Compiler: Size of generated executable file
Walter Bright
newshound1 at digitalmars.com
Mon Jan 11 19:24:06 PST 2010
dsimcha wrote:
> Vote++. I'm convinced that there's just a subset of programmers out there that
> will not use any high-level programming model, no matter how much easier it makes
> life, unless they're convinced it has **zero** overhead compared to the crufty old
> C way. Not negligible overhead, not practically insignificant overhead for their
> use case, not zero overhead in terms of whatever their most constrained resource
> is but nonzero overhead in terms of other resources, but zero overhead, period.
>
> Then there are those who won't make any tradeoff in terms of safety,
> encapsulation, readability, modularity, maintainability, etc., even if it means
> their program runs 15x slower. Why can't more programmers take a more pragmatic
> attitude towards efficiency (among other things)? Yes, noone wants to just
> gratuitously squander massive resources, but is a few hundred kilobytes (fine,
> even a few megabytes, given how cheap bandwidth and storage are nowadays) larger
> binary really going to make or break your app, especially if you get it working
> faster and/or with less bugs than you would have using some cruftier, older, lower
> level language that produces smaller binaries?
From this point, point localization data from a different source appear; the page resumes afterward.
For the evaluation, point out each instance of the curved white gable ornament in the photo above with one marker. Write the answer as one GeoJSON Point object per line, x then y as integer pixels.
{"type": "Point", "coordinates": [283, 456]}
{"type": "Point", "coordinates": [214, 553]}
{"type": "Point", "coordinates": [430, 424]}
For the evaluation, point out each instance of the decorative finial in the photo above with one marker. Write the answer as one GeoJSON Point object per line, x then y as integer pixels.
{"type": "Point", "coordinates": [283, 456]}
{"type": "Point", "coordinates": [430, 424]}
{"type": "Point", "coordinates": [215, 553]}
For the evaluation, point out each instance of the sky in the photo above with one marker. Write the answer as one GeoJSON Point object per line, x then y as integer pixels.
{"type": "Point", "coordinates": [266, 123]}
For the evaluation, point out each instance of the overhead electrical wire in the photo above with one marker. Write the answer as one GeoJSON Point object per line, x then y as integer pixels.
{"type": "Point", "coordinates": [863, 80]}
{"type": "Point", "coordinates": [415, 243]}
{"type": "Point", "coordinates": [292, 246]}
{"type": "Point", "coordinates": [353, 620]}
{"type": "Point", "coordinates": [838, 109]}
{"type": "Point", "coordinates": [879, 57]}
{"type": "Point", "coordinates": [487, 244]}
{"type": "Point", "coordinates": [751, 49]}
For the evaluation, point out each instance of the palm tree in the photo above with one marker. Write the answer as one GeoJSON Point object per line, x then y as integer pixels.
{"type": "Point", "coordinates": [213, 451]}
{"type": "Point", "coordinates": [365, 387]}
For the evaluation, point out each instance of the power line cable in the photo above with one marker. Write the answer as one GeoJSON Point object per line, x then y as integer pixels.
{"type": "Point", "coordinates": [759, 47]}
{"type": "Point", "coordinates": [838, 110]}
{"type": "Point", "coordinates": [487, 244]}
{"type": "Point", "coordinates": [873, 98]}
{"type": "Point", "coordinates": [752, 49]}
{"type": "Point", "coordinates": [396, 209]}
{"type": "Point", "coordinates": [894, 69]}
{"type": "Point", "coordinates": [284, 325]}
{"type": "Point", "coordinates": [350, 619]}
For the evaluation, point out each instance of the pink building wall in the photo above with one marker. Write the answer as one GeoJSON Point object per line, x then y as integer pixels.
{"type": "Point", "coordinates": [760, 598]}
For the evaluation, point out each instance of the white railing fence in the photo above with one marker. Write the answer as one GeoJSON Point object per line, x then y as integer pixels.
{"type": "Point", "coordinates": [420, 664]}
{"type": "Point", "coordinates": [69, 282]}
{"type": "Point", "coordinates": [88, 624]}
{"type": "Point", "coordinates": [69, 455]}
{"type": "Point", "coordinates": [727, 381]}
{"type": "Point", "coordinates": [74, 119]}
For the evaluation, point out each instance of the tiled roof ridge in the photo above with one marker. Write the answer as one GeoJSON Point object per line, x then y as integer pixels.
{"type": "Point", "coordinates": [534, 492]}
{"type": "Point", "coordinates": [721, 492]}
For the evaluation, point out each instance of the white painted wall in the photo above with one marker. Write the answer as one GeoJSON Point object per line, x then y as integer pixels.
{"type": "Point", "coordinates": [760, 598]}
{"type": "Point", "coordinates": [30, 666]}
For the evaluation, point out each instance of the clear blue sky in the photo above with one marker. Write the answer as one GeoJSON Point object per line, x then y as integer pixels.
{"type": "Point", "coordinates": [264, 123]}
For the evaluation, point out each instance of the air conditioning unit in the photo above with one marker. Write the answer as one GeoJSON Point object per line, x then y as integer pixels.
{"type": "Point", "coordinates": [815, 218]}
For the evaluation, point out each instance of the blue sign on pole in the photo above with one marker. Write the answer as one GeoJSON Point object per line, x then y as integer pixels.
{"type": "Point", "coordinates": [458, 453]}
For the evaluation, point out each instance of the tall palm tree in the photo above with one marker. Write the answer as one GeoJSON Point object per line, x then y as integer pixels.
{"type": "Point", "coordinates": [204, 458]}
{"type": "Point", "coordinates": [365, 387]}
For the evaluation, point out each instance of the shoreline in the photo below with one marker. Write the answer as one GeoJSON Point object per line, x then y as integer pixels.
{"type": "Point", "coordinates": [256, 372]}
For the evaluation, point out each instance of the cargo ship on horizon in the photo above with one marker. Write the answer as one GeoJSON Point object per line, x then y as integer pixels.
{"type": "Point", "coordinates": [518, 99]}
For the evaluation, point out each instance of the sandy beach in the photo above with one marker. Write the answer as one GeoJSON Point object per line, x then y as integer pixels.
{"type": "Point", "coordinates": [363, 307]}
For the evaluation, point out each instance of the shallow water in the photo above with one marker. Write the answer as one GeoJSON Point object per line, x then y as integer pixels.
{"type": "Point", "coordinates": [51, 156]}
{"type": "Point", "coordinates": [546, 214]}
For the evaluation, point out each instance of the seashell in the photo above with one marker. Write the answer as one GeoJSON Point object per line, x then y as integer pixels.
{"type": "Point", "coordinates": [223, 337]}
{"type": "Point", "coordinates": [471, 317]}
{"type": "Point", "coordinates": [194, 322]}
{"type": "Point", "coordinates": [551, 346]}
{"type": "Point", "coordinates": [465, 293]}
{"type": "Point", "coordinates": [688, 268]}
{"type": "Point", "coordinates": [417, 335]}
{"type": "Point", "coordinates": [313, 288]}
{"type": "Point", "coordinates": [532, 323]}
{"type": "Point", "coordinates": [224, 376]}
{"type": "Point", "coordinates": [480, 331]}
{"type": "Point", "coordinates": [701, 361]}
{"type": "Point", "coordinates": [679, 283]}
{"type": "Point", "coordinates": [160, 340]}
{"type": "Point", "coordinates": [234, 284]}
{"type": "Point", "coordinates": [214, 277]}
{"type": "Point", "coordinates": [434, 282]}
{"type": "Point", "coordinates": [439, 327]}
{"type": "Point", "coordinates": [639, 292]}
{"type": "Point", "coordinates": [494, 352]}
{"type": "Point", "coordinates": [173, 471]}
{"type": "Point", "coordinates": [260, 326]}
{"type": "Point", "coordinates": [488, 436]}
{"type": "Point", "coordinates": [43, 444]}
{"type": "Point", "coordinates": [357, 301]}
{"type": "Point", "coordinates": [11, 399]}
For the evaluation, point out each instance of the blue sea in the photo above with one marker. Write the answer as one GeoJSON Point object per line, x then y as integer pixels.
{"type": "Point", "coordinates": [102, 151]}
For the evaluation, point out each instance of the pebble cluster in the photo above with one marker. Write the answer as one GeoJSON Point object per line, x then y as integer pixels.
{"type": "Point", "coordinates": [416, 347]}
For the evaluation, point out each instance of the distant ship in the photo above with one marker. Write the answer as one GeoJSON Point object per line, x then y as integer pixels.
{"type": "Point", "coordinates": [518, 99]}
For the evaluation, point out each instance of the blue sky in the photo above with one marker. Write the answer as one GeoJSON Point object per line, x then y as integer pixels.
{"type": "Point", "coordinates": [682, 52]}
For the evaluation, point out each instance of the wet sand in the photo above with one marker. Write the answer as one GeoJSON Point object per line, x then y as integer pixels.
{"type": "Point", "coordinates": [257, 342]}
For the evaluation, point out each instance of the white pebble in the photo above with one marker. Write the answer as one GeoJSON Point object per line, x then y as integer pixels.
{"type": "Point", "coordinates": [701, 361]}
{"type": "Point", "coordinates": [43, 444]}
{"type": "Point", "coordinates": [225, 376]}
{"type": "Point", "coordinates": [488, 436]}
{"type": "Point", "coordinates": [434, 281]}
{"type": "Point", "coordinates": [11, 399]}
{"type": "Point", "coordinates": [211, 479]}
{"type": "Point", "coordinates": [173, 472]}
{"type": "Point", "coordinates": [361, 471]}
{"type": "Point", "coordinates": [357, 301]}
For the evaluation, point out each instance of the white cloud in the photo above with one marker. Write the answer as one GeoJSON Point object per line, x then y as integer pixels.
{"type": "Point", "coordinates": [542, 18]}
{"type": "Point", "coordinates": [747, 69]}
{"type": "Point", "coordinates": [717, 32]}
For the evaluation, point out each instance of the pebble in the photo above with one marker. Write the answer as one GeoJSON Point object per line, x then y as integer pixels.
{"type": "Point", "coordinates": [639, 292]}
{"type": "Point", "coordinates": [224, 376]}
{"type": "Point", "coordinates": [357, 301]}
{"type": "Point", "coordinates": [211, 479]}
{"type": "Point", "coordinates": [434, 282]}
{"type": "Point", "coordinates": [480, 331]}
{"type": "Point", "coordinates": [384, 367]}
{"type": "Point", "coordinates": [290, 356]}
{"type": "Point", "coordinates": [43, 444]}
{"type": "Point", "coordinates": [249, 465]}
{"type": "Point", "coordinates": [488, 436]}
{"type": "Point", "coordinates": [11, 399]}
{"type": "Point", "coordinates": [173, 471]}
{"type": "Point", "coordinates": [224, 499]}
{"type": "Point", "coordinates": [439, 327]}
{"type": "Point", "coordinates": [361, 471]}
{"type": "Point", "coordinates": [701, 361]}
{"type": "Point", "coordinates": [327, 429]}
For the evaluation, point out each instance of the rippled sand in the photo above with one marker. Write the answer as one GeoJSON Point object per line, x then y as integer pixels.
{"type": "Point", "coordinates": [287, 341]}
I agree that a lot of the concerns are based on obsolete notions. First
off, I just bought another terabyte drive for $90. The first hard drive
I bought was $600 for 10Mb. A couple years earlier I used a 10Mb drive
that cost $5000. If I look at what eats space on my lovely terabyte
drive, it ain't executables. It's music and pictures. I'd be very
surprised if I had a whole CD's worth of exe files.
Next, even a very large executable doesn't necessarily run any slower
than a small one. The reason is the magic of demand paged virtual
memory. Executables are NOT loaded into memory before running. They are
memory-mapped in. Only code that is actually executed is EVER loaded
into memory.
You can actually organize the layout of code in the exe file so that it
loads very fast, by putting functions that call each other next to each
other, and grouping rarely executed code elsewhere. Optlink has the
features necessary to do this, and the -profile switch can output a file
to drive Optlink to do the necessary layouts.
Other languages do appear to have smaller executables, but that's often
because the runtime library is dynamically linked, not statically
linked, and is not counted as part of the executable size even though it
is loaded into memory to be run. D's runtime library is still statically
linked in for the pragmatic reason that static linking avoids the "dll
hell" versioning problem for your customers.
And lastly, it *is* possible to use D as a "C compiler" with the same
overhead that C has. All you need to do is make your main a "C" main,
and not link in Phobos. In fact, this is how I port dmd to new platforms
before Phobos is built. Stick with "C" constructs (i.e. no dynamic
arrays!) and it will work just like C does.